CROSSING THE RIVER

By Caryl Phillips

St. Kitts-born British novelist Caryl Phillips is fully aware that few blacks have come to grips with the ravages of slavery in the American south. Even for those who have, there are stories that remain untold -- and which still hover on the horizon of history.

Phillips' fifth offering, Crossing The River, is the pinnacle of his drive to identify, understand and re-weave some curiously omitted threads of experience back into the quilt of black consciousness.

Instead of dwelling on the self-hate legacy of slavery Phillips explores the myriad relationships that were forged by it.

Shortlisted for the 1993 Booker Prize, Crossing The River is both gut-wrenching and uplifting as Phillips turns one-dimensional perceptions of black experience upside down.

It's a fearlessly honest, time-tripping epic that shies away from no taboo. Lovelorn letters from the 1800s reveal cross-generational love between a repatriated ex-slave and his former master.

In between, Phillips draws from eerie journal entries of an 18th-century slave ship captain and the hallucinatory thoughts of an aged, freedom-seeking slave precariously perched in the Wild West.

What comes forth is both repugnant and alluring as three distinct historical themes ingeniously embody 250 years of spiritual and existential toil.

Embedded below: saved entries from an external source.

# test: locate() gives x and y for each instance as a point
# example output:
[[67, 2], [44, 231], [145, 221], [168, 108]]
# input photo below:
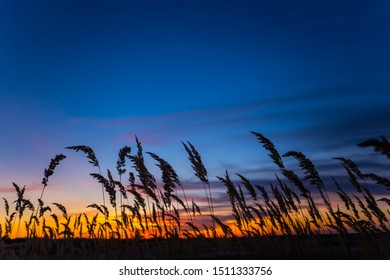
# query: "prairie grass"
[[291, 217]]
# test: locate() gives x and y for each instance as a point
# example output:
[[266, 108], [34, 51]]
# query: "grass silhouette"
[[291, 218]]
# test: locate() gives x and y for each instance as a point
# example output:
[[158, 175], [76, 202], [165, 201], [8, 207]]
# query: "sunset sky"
[[312, 76]]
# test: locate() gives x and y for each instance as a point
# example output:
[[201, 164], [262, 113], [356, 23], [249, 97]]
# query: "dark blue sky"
[[310, 75]]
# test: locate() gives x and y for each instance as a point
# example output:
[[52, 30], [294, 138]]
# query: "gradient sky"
[[312, 76]]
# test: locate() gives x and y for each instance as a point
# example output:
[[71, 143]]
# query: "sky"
[[312, 76]]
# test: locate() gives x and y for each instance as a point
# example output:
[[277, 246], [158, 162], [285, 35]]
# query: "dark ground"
[[324, 247]]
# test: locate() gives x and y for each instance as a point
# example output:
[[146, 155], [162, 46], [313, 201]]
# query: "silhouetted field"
[[293, 218]]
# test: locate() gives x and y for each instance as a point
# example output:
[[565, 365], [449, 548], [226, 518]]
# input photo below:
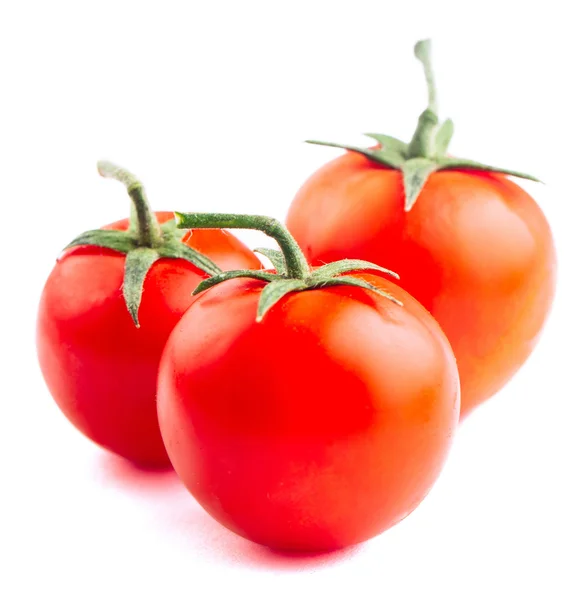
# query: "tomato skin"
[[319, 427], [475, 250], [100, 369]]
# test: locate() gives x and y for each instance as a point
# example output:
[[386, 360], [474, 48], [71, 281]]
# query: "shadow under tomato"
[[114, 470], [183, 519], [205, 536]]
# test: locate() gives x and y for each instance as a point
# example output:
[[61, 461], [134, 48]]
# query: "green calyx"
[[143, 243], [427, 151], [293, 273]]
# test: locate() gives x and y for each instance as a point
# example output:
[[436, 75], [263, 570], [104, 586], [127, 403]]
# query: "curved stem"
[[422, 144], [422, 51], [143, 222], [296, 263]]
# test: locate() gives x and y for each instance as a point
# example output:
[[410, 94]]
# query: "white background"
[[208, 102]]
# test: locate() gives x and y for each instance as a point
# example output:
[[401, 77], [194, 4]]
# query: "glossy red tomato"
[[475, 250], [316, 428], [99, 367]]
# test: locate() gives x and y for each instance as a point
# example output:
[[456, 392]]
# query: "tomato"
[[471, 245], [318, 426], [100, 368]]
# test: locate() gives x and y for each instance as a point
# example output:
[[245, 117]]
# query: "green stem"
[[296, 264], [422, 144], [143, 221], [422, 50]]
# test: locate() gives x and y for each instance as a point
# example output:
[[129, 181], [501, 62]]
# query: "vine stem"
[[422, 144], [296, 264], [143, 222]]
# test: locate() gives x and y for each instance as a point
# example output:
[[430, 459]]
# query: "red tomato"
[[475, 250], [316, 428], [100, 368]]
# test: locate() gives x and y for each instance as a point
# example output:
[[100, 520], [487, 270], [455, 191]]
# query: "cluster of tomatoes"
[[312, 405]]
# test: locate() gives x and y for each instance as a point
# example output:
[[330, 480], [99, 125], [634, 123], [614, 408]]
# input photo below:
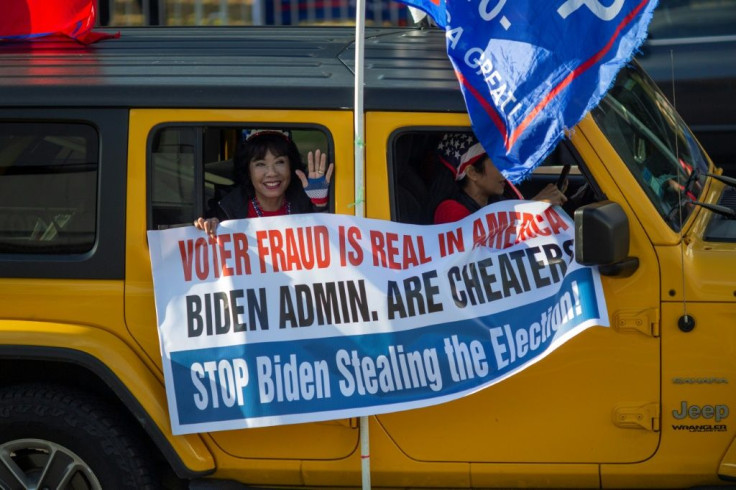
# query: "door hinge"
[[643, 321], [631, 416]]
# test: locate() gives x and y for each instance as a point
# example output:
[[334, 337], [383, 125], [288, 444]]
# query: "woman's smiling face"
[[270, 176]]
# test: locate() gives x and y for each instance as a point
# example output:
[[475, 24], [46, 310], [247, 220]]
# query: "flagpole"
[[359, 150]]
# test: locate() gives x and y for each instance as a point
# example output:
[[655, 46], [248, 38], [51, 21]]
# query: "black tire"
[[70, 439]]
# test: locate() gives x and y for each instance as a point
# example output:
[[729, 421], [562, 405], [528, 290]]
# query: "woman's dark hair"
[[256, 148]]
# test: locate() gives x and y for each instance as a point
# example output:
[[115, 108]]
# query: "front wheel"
[[60, 438]]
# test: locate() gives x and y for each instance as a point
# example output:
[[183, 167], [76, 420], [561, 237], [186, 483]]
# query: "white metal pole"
[[359, 147]]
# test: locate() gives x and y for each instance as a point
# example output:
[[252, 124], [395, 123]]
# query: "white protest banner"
[[314, 317]]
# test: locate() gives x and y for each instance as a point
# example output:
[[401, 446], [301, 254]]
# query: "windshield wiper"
[[722, 210]]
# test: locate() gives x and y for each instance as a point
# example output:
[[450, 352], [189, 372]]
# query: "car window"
[[48, 188], [654, 143], [191, 168], [693, 18]]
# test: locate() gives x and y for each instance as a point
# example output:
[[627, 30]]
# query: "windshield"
[[654, 143]]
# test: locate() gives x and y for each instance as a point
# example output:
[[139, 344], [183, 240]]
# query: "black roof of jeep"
[[233, 67]]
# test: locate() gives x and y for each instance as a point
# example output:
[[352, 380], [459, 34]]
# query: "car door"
[[595, 399]]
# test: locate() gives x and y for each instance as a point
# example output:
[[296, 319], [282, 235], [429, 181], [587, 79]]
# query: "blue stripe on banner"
[[374, 370]]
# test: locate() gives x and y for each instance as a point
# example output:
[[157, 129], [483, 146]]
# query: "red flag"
[[31, 19]]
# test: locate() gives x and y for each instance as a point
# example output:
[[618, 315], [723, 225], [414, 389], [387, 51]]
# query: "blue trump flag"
[[530, 69]]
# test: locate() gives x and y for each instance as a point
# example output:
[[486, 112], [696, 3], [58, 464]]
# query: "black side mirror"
[[602, 239]]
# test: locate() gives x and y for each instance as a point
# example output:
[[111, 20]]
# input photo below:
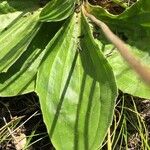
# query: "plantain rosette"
[[51, 50]]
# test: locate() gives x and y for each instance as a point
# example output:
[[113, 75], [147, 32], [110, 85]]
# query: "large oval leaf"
[[20, 77], [57, 10], [133, 26], [16, 39], [77, 91]]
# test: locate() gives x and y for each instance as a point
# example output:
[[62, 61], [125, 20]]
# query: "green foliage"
[[67, 67]]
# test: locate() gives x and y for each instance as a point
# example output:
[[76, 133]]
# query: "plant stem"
[[140, 69]]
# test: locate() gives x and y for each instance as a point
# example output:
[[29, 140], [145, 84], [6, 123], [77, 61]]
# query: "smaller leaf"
[[57, 10], [16, 39]]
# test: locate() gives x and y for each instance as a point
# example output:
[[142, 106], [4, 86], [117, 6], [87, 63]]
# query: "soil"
[[16, 110]]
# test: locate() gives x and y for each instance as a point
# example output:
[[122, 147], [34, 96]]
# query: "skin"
[[142, 70]]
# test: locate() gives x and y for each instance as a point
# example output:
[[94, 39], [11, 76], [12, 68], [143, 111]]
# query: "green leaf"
[[16, 39], [10, 6], [133, 26], [127, 80], [57, 10], [20, 77], [77, 91]]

The title's "crossing" begins with the confession of nameless father -- a would-be free man -- who is spiritually bound by economic shackles. In a moment of "desperate foolishness" he sells his and two sons into slavery, hurling them out into the diaspora.

They land with a resonant thud -- separated by thousands of miles and hundreds of years.

Baptized by the lyrical eloquence that seeps from all of Phillips' work, Crossing The River Is a soul-searching odyssey that bravely grapples with the many dilemmas of black identity through the ages.